## LAB12.GMM Cluster Assignment
> 11912911 张子越

Please finish the **Exercise** and answer **Questions**.
### Exercise (100 Points)
In this lab, our goal is to write a program to segment different objects using the **GMM and EM** algorithm. We also use <u>*k-means* clustering algorithm to initialize the parameters</u> of GMM. The following steps should be implemented to achieve such a goal:

1. Load image
2. Initialize parameters of GMM using K-means
3. Implement the EM algorithm for GMM
4. Display result

#### Import some libraries

In [2]:
# Dependency
import numpy as np
from scipy.stats import multivariate_normal
from sklearn.cluster import KMeans
import tqdm

from PIL import Image

COLORS = [
    (255, 0, 0),   # red
    (0, 255, 0),  # green
    (0, 0, 255),   # blue
    (255, 255, 0), # yellow
    (255, 0, 255), # magenta
]



#### Load Image
What you should do is to implement Z-score normalization in `load()`:

In [14]:
import cv2
def load(image_path):
    image = cv2.imread(image_path)
    h, w, c = image.shape  # height, width, channel

    # please normalize image_pixl using Z-score
    _mean = np.mean(image)
    _std = np.sqrt(np.mean(np.square(image - _mean)))
    image_norm = (image - _mean) / _std

    return h, w, c, image_norm

In [17]:
image_path = './images/image-20220804223008133.png'

h, w, c, image_norm = load(image_path)
h, w, c

(269, 402, 3)

#### Initialize means, covariance matrices and mixing coefficients of GMM
k-means is used to initialize means, covariance matrices and mixing coefficients of GMM

In [None]:
def kmeans(n_cluster, image_pixl):
    kmeans = KMeans(n_clusters=n_cluster)# instantiate a K-means
    labels = kmeans.fit_predict(image_pixl)# fit and get clustering result
    initial_mus = kmeans.cluster_centers_# get centroids
    initial_priors, initial_covs = [], []
    #Followings are for initialization:
    for i in range(n_cluster):
        datas = image_pixl[labels == i, ...].T
        initial_covs.append(np.cov(datas))
        initial_priors.append(datas.shape[1] / len(labels))
    return initial_mus, initial_priors, initial_covs


#### Implement GMM algorithm

In [None]:
class GMM:
    def __init__(self, ncomp, initial_mus, initial_covs, initial_priors):
        """
        :param ncomp:           the number of clusters
        :param initial_mus:     initial means
        :param initial_covs:    initial covariance matrices
        :param initial_priors:  initial mixing coefficients
        """
        self.ncomp = ncomp
        self.mus = np.asarray(initial_mus)
        self.covs = np.asarray(initial_covs)
        self.priors = np.asarray(initial_priors)
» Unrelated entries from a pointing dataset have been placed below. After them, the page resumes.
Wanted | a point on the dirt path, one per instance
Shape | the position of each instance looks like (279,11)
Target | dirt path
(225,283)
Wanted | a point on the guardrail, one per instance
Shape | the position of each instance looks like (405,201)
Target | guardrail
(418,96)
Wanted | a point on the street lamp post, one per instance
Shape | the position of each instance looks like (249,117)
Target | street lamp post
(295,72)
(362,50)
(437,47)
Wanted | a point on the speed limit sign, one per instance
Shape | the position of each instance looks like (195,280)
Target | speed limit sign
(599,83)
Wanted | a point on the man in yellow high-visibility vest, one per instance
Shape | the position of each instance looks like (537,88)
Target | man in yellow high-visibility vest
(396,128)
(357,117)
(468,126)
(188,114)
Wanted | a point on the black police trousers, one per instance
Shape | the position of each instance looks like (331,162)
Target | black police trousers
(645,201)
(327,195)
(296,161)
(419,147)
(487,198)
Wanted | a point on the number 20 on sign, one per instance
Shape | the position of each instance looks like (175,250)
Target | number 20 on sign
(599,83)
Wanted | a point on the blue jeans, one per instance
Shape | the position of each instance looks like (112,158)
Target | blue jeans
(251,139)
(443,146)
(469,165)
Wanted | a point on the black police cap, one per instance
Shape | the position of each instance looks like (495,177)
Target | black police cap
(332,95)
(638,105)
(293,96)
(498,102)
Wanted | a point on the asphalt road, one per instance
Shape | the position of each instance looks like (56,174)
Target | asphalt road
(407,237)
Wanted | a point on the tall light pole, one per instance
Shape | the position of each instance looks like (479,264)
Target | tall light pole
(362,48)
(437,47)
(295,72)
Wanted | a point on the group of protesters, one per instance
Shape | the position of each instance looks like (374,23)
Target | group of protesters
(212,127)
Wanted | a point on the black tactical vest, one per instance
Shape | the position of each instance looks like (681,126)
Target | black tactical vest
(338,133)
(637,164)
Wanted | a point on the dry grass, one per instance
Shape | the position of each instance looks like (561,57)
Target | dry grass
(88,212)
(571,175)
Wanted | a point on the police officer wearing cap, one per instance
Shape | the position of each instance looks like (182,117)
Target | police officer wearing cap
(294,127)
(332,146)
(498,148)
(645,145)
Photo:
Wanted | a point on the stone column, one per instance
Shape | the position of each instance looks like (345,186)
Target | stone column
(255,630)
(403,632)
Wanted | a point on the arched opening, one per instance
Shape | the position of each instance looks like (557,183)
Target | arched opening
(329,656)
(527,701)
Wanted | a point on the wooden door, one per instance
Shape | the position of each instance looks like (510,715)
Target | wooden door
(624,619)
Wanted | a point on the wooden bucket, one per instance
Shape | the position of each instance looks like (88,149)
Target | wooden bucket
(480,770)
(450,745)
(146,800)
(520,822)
    def inference(self, datas):
        """
        E-step
        :param datas:   original data
        :return:        posterior probability (gamma) and log likelihood
        """
        probs = []
        for i in range(self.ncomp):
            mu, cov, prior = self.mus[i, :], self.covs[i, :, :], self.priors[i]
            prob = prior * multivariate_normal.pdf(datas, mean=mu, cov=cov, allow_singular=True)
            probs.append(np.expand_dims(prob, -1))
        preds = np.concatenate(probs, axis=1)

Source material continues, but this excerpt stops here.